Klare Siege zur Nordmeisterschaft

Mit zwei ungefährdeten Siegen gegen den Halbfinalgegner Paderborn Untouchables machten die Bonn Capitals die Meisterschaft in der Baseball Bundesliga Nord perfekt. Mit dem 4:0 und 13:2 gaben sie zudem ein klares Statement ab für das Halbfinale, das ab Samstag gespielt wird. Und zwar zunächst in Bonn.

Die Änderung im Spielmodus für Halbfinale und Finale kam kurzfristig von Seiten des Verbandes, und nachdem alle vier Halbfinalisten zugestimmt hatten, werden beide Serien nun als Best-of-five-Serie (statt Best-of-three) gespielt. Für Bonn als Nummer 1 im Norden bedeutet das zunächst zwei Heimspiele, und zwar eines am Samstag (19 Uhr) als Night Game und eines am Sonntag um 14 Uhr. 

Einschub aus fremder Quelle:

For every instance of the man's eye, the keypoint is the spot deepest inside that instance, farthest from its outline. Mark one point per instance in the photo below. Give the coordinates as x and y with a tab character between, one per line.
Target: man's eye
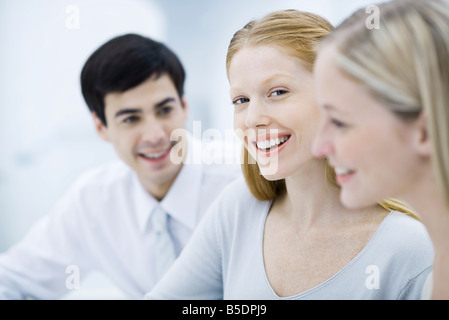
240	101
164	110
131	119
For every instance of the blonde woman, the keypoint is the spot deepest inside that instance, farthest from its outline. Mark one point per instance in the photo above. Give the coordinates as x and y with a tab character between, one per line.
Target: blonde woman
281	233
385	99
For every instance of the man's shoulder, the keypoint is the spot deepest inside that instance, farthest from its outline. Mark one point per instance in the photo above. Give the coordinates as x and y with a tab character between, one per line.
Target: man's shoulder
104	176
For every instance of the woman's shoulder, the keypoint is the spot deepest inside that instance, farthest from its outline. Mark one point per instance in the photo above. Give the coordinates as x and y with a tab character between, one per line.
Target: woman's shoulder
237	203
405	236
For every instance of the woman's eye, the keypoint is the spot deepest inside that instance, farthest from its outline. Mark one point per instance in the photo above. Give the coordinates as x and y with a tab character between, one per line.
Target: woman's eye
240	101
338	123
278	92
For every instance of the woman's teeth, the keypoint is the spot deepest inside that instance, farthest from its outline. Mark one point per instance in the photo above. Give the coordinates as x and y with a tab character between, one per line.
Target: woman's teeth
267	144
154	155
342	171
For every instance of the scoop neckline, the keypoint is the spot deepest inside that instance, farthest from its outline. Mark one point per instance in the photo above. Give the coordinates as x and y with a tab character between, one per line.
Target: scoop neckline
325	282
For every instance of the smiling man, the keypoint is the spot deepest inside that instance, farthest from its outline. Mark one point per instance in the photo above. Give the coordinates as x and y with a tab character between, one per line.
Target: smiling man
132	218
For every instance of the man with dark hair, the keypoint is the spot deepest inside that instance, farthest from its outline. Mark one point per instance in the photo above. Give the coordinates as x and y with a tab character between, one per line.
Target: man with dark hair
128	219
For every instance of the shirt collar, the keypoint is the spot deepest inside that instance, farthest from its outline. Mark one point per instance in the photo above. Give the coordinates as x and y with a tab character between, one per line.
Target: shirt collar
181	201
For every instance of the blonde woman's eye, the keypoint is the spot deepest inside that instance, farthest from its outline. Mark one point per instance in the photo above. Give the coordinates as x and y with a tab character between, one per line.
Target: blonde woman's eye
278	92
240	101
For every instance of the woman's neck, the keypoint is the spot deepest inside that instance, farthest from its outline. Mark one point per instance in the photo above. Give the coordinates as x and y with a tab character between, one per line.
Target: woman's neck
310	200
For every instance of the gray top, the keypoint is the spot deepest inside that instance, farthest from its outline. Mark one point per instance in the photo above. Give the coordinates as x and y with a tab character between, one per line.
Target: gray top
224	258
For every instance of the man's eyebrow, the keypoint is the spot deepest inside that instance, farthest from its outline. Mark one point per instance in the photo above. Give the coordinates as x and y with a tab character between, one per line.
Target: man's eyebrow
138	110
164	102
126	111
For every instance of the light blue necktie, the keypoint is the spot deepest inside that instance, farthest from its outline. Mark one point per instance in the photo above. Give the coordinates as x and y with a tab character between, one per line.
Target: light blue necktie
164	247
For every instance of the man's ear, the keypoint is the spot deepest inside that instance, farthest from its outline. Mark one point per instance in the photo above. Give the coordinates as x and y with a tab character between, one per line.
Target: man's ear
422	138
101	129
185	107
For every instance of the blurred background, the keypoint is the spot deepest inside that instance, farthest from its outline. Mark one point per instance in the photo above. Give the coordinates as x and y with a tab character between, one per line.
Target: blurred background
46	134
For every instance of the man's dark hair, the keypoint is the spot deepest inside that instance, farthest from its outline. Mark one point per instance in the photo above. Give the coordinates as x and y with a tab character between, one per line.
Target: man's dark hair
123	63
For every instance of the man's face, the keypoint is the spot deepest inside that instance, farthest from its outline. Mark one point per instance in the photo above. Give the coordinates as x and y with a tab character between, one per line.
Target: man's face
139	124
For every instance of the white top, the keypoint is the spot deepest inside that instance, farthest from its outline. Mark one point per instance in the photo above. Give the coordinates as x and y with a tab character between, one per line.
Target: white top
101	224
224	258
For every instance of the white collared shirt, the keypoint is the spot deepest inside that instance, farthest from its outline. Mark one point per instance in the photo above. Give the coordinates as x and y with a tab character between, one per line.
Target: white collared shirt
102	223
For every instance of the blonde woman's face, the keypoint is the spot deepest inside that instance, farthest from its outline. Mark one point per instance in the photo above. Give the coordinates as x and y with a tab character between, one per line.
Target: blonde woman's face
275	112
375	155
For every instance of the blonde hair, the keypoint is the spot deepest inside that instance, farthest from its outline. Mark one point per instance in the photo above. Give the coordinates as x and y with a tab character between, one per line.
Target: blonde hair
405	65
296	33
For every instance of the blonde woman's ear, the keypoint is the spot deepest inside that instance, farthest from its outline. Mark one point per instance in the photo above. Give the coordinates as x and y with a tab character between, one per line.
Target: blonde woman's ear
423	144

Zum Abschluss der regulären Saison setzten die Capitals gleich im ersten Inning ein Zeichen, indem Wilson Lee und Daniel Lamb-Hunt nacheinander einen Homerun zum 2:0 schlugen. Paderborn dagegen hatte das ganze Spiel über einen sehr schweren Stand gegen Bonns Pitcher Sascha Koch, der in sechs Innings überragende zwölf Strikeouts warf und nur einen einzigen Hit zuließ. Im weiteren Verlauf des Spiels nutzte Bonn zahlreiche Chancen nicht und musste bis zum vierten Inning warten, um zwei weitere Runs zum 4:0 nachzulegen. Nach Hits von Lamb-Hunt und Chris Goebel erzielten Eddie Stommel und Eric Brenk die Punkte. Wie schon letzte Woche war Goebel der beste Schlagmann der Capitals.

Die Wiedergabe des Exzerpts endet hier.